Introduction; Severe haemophilia is a rare x-linked recessive genetic disorder characterised by bleeding into soft tissue and joints. Haemarthrosis is the most common bleeding manifestation in haemophilia, leading to haemarthropathy. The ankle joint has been reported as the most common site of bleeding, but it is unclear whether the ankle is most affected in terms of joint health status.
Aims; To determine the prevalence of joint bleeding and musculoskeletal health status at an individual joint level of children and adults with severe haemophilia A and B without a current inhibitor.
Methods; Application was made to the National Haemophilia Database (NHD) with a request for the following; Haemtrack patient reported treatment record and Haemophilia Joint Health Scores (HJHS) in children (<18y) and adults (≥18y) with severe haemophilia A (HA) and B (HB) (FVIII/FIX, <0.01 iu/ml) without a current inhibitor. Data were collated and reported for 1st January to 31st December 2018.
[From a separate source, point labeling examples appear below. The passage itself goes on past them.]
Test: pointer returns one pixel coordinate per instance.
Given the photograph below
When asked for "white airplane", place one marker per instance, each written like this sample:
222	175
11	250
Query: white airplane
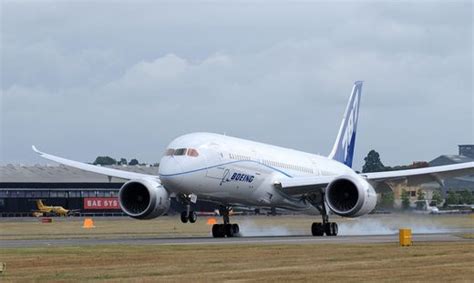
232	171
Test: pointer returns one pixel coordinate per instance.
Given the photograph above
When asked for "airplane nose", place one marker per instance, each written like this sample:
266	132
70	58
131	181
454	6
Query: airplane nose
170	171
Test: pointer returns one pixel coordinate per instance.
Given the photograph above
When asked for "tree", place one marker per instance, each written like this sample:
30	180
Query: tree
104	160
405	199
437	198
372	162
452	198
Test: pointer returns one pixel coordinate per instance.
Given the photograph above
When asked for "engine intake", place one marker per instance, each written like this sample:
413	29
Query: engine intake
350	197
144	199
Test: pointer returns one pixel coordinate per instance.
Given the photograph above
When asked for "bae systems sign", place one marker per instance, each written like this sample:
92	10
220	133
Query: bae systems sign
101	203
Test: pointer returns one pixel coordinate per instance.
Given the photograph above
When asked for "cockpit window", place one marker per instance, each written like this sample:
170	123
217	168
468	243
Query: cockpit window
180	151
193	152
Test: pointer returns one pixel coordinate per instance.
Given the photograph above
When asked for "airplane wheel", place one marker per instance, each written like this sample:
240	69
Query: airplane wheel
317	229
218	231
335	229
192	216
184	217
236	229
229	230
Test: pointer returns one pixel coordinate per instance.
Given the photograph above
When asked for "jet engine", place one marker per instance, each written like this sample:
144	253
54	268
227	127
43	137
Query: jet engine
350	196
144	199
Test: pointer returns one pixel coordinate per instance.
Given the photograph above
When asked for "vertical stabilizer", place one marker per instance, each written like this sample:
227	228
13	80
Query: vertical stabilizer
343	149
Results; 2238 cases were identified, of which 273 were Haemtrack compliant with contemporaneous HJHS. The median (IQR) age of children was 10 (6-13) and adults 40 (29-50) years. Haemarthrosis prevalence in HA/HB children was 33% and 47%, respectively and 60% and 42%, respectively, in adults. The most common haemarthrosis site in children was the knee in HA and ankle in HB. In adults, the incidence of haemarthrosis at the ankles and elbows was equal. Median (IQR) total HJHS in HA/HB children were 0 (0;0). In adults with HA/HB, HJHS were 18 (6; 31) and 11 (5; 24), respectively. In adults with HA/HB, mean (SD) ankle HJHS of 3.8 (4.1) and median 4.0 (0.0; 8.0) were higher than the knee (mean 2.9 (4.1) and median 1.0 (0.0; 5.0) and elbow (mean 3.3 (4.1) and median 1.0 (0.0; 7.0) joints.
Conclusion; During 2018, NHD prevalence data of haemarthrosis indicate only two-thirds of children and one-third of adults from a UK cohort compliant with prophylaxis were bleed free. HJHS of zero in children suggests joint health status is either unaffected during childhood or undetected by HJHS. In adults, higher HJHS are reported for the ankles indicating worse joint health.